Heck, they didn't want to fire APS teachers who were caught cheating, they sure don't want anybody fired over the phrasing of a word problem on a worksheet. It's like the only lesson they took away from their own school days was "duck and cover."

If it isn't obvious, this has to do with the now-infamous "if 8 slaves pick 56 oranges..." worksheet. This update has some additional details I hadn't seen before:
  • The worksheet was written by one of the third-grade teachers at Beaver Ridge Elementary.
  • Four teachers used it.
  • Beaver Ridge has nine third-grade classrooms.
  • The school has a total of 1,260 students. (I'm not sure that, over the ten years or so my spouse has worked in education, that all the schools she has worked together total that many students. That's probably not relevant, just appalling.)
  • Beaver Ridge's student body is about 60 percent Hispanic, 28 percent African-American, 5.3 percent Asian, and 4 percent white. We still don't know the racial makeup of the teachers involved, or of the school faculty overall.
I could make a pretty good guess as to their IQs, though.

Monday, January 9, 2012

"If eight slaves pick 56 oranges equally..."

Parents outraged over math problems referring to slavery
[wsb] Several Gwinnett parents contacted Channel 2 Action News in outrage after their children brought home a math assignment that referenced slavery and beatings.
...The question was a word problem that said, "Each tree had 56 oranges. If eight slaves pick them equally, then how much would each slave pick?" Another math problem said, "If Frederick got two beatings per day, how many beatings did he get in one week?"
I don't usually go far afield of Atlanta Public Schools: There's plenty of stupidity going on there to keep me busy. But this little gem from Gwinnett County just hit the national news -- and the wonder is that it took from Wednesday (when the worksheet was assigned) until Friday to do so.

Nobody at Beaver Ridge Elementary will speak, or even consent to be named, for the report. But a spokeswoman for the Gwinnett district allowed as how, while the question was, er, unquestionably inappropriate, the motivation behind it wasn't unreasonable. It was cross-curricular, part of a current trend for some assignments to be relevant to more than one class, in this case math and social studies. Consider it a built-in answer to the question, "Why do I have to know this?"

Still, I have a feeling this story won't let go until somebody answers the question, who could possibly have thought this wouldn't generate complaints? Who wrote the questions? Is it purely local to Beaver Ridge, or is it on a preprinted handout that came from somewhere else, and might find, or have already found, its way into other classrooms? Who assigned it? How do you get to be a teacher anywhere in Georgia and not know that slavery is a hot-button issue?

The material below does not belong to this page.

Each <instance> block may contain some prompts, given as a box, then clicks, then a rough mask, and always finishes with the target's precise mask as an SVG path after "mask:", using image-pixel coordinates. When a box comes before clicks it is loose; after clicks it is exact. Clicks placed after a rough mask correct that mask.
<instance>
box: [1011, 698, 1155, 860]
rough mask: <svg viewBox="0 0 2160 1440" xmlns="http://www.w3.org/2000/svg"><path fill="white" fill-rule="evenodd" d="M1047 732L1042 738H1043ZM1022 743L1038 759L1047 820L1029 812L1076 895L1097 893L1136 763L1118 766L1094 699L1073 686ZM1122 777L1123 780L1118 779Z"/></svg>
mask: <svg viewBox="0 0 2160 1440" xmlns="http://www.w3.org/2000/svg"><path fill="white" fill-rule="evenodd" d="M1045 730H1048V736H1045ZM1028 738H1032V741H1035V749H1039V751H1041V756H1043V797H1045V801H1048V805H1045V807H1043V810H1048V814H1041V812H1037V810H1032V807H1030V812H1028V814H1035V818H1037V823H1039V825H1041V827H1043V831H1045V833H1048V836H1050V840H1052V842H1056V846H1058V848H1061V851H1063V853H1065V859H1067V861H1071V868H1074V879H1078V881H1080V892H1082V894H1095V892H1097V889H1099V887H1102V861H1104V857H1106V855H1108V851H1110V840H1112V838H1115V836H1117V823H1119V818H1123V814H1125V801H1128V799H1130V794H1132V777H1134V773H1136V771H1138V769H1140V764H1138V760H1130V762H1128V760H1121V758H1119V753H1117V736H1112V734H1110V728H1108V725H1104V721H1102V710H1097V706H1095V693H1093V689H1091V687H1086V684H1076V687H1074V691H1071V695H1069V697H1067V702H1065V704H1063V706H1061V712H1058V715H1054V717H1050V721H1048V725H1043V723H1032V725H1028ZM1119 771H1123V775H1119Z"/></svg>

LATER: My thoughtful spouse has observed that if this worksheet were obtained from a book (School Box carries plenty of books full of photocopyable elementary school worksheets), Gwinnett would have swiftly named that source to divert attention from itself. The fact that they didn't do so, then, is a strong indicator that the teacher who assigned it created it herself.

On further thought, I realized that it is simply not possible that neither of the parents who complained know which teacher assigned this worksheet. Nor would they have failed to share that name with the reporters to whom they talked. Therefore, Gwinnett has asked the reporters not to name the teacher, and for reasons I cannot fathom, the reporters are respecting that request.

They don't have to give the money back already?

School cheating bill proposed
[ajc] Teachers who cheat in helping their students score higher on standardized tests would have to pay back financial bonuses linked to the scores under legislation proposed Monday.
Maybe I missed something, but isn't this already illegal? Isn't there some kind of "ill-gotten gains" law that prevents convicted criminals from profiting from their crimes? I could have sworn this loophole was already covered.

And if they're not actually convicted of crimes, then why do they have to give the money back? Who has to say they're guilty in order to trigger this law?